The infection takes its toll: Sulu and Riley are sluggish and inefficient at the bridge controls while Tormolen dies of his relatively slight wound on the operating table, as if he lost his will to live. While the Captain is in sick bay and Spock is observing the planet, Sulu deserts his post. Spock notices Sulu’s absence and asks Riley where he is. Riley responds with a thick Irish brogue, which gets him sent to sick bay and Uhura takes over his post. He lingers long enough to infect Nurse Chapel and departs. Sulu’s trip to the gym was apparently productive, as he reappears shirtless, oiled up, and wielding a fencing sword, chasing passing crewmen with it. Spock realizes what is now obvious, that the infection is forcing submerged personality traits to the surface

The planet’s breakup is proving more treacherous, so Kirk orders retreat, but the engines are unresponsive. Before they can establish what has happened, Sulu appears and waves his sword around menacingly. He grabs Uhura crying “I’ll protect you fair lady!”, but she utters her immortal line “Sorry, neither!” and escapes from his grasp, providing the distraction necessary for Kirk and Spock to subdue him. “Take D'Artagnan here to sick bay,” Spock orders.

A call to engineering is answered by “Captain Kevin Thomas Riley of the starship Enterprise”. Riley begins issuing bizarre orders and singing over the ship-wide communications system. More importantly, he locked himself inside of engineering and has control over ship’s systems, stranding them in a deadly orbit around the doomed planet. Scotty begins a feverish attempt to break into engineering. Spock goes to sick bay but encounters only Nurse Chapel, who reveals her love for him. The infection attacks Spock’s control over his emotions and he bursts into tears.

Scotty forces open the door to engineering ahead of schedule and Riley's reign as captain is ended. But Scotty makes a horrifying discovery - Riley has turned the engines off, and to start them again would take a half hour. “I canna change the laws of physics!” McCoy discovers the nature of the infection: it is a mutated water molecule spread through perspiration and affects the brain much like alcohol. But with four minutes until the Enterprise is destroyed along with the planet, the information will prove no help.

Kirk plans a desperate gambit, a “controlled implosion” to force a “full power start” of the engines, which risks the destruction of the ship, but is better than their certain deaths. He needs Spock to calculate an intermix formula to give them the best chance of combining matter and antimatter without a big explosion. Kirk, who is growing violent and irrational, slaps a despondent Spock around. Somehow, together they manage to fight the virus within each of them to maintain enough coherence to confront the situation.

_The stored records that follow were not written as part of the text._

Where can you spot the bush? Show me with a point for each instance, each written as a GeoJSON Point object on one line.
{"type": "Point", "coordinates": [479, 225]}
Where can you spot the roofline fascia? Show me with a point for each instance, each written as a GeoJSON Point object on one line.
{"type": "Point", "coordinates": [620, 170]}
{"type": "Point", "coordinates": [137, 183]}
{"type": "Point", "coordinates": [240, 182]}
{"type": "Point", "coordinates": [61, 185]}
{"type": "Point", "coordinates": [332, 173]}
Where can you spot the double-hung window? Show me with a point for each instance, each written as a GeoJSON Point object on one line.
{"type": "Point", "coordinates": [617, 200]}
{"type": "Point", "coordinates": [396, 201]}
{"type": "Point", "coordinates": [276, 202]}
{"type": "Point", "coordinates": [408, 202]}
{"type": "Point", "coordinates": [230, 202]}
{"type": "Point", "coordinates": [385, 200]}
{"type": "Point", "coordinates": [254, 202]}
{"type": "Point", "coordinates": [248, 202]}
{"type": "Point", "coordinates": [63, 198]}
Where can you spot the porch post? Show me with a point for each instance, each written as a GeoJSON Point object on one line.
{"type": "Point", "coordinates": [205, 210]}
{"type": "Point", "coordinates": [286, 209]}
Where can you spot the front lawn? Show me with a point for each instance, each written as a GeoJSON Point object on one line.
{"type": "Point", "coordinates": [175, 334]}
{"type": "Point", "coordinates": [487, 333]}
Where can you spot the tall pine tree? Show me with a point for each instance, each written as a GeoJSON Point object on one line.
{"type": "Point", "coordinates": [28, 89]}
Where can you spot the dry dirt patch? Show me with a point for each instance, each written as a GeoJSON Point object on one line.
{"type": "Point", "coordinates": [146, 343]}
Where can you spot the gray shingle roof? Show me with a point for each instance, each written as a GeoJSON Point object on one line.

Spock makes his calculations and Kirk gives the order. The engines are started cold and the Enterprise is hurled away from Psi 2000 at a speed faster than possible for warp engines, forcing them backward through time. Reversing the engines brings the time warp to a halt three days in the past.

Trivia
  • Black originally planned to have Sulu wield a samurai sword, but George Takei convinced him that a samurai sword was too “ethnically consistent” for a worldly 23rd century officer, so it was replaced with a fencing sword. In preparation for the episode, Takei took fencing lessons from a Mr. Faulkner, who had choreographed the sword fights in the Errol Flynn classic The Adventures of Robin Hood. On the set, Takei would practice swordplay in between scenes. While Takei claims this was merely practice, other accounts have him excitedly accosting other actors and the occasional teamster. On one occasion he nearly sliced off James Doohan’s nose by accident. During filming of the bridge confrontation, Takei pierced William Shatner in the left nipple.